The Edwards Aquifer is not just a geological curiosity — it is the single most important physical factor affecting property values, buildability, and long-term livability across the Texas Hill Country. For buyers relocating from municipal-water markets, the learning curve starts here.
What the Edwards Aquifer actually is
The Edwards Aquifer is a karst limestone aquifer stretching approximately 180 miles across Central Texas, from Brackettville in the west to near Austin in the northeast. It stores water in a honeycomb of porous limestone — dissolved passages, fractures, and caverns — not in a uniform underground lake. This matters because well performance can vary dramatically between two properties a quarter-mile apart.
The aquifer is divided into three segments: the San Antonio segment (the most productive, underlying Bexar, Medina, and portions of Kendall County), the Barton Springs segment (Austin area), and the northern segment. The Boerne and Fair Oaks Ranch areas sit predominantly over the catchment and contributing zones of the San Antonio segment.

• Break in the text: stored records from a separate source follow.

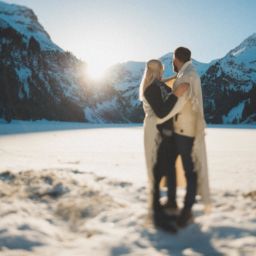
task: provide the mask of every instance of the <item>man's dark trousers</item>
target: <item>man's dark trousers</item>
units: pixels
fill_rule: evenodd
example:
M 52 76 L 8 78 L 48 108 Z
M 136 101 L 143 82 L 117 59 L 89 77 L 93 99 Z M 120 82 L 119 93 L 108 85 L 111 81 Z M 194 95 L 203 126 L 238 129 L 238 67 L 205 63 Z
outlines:
M 175 163 L 177 156 L 181 156 L 187 182 L 184 208 L 191 209 L 195 203 L 197 192 L 197 173 L 194 171 L 194 163 L 192 160 L 194 138 L 174 133 L 173 141 L 174 147 L 172 146 L 172 148 L 174 148 L 176 151 L 173 151 L 174 149 L 172 149 L 170 161 L 172 161 L 173 164 Z M 173 161 L 173 159 L 175 160 Z M 168 175 L 168 200 L 171 203 L 176 200 L 176 170 L 173 165 Z

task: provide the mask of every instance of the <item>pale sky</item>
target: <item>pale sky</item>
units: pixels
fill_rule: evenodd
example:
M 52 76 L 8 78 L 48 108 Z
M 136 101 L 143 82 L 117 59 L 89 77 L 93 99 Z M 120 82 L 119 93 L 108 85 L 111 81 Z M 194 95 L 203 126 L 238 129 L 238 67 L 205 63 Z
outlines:
M 209 62 L 256 32 L 255 0 L 6 0 L 34 10 L 52 40 L 98 67 L 183 45 Z

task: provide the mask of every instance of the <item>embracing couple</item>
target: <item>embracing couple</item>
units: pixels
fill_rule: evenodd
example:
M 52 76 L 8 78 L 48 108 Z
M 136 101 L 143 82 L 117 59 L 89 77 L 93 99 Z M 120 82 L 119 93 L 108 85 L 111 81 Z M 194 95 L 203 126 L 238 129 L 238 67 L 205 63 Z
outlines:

Well depth and flow rate: the two numbers that matter
When evaluating a property, you need two data points from the well log: total depth and tested flow rate in gallons per minute (GPM). In Kendall County, residential wells typically range from 300 to 800 feet deep, with flow rates between 5 and 40 GPM.
A 5 GPM well can support a single-family household with conservative water management. A 10 GPM well provides comfortable margin. Below 3 GPM, you are looking at supplemental storage tanks and careful usage planning.
Ask the seller for the Texas Department of Licensing and Regulation (TDLR) well report. If they cannot produce it, order a flow test and water quality panel before the option period expires. These tests typically cost $400 to $800 — inexpensive compared to the cost of discovering an underperforming well after closing.
The drought reality
Edwards Aquifer levels fluctuate seasonally and cyclically. During drought conditions — which recur on roughly 7- to 10-year cycles in this region — the aquifer can drop 30 to 50 feet or more. Wells that perform adequately in wet years may slow to a trickle in drought years. J-17, the index well in Bexar County monitored daily by the Edwards Aquifer Authority, provides the reference level. When J-17 drops below 660 feet above mean sea level, Stage 1 pumping restrictions begin; below 640 feet triggers Stage 2.
Check the current J-17 level at the Edwards Aquifer Authority website before making an offer. Factor it into your evaluation — a well that tested at 15 GPM when the aquifer was at 680 feet may produce 5 GPM when it drops to 640 feet.
Water quality considerations
Edwards Aquifer water is generally high-quality, but localized contamination can occur — particularly nitrate from septic systems, agricultural runoff, and naturally occurring hydrogen sulfide (the "rotten egg" smell common in some Hill Country wells). A standard water quality panel should test for coliform bacteria, nitrates, pH, total dissolved solids, hardness, and any contaminants of local concern. Budget $300 to $500 for a comprehensive test and factor any required treatment systems into your purchase decision.
Bottom line
Water is the Hill Country's limiting resource. The Edwards Aquifer is a productive but finite system. Understand it before you buy, and you will make a better decision — not just on this property, but on whether this property is right for you at all.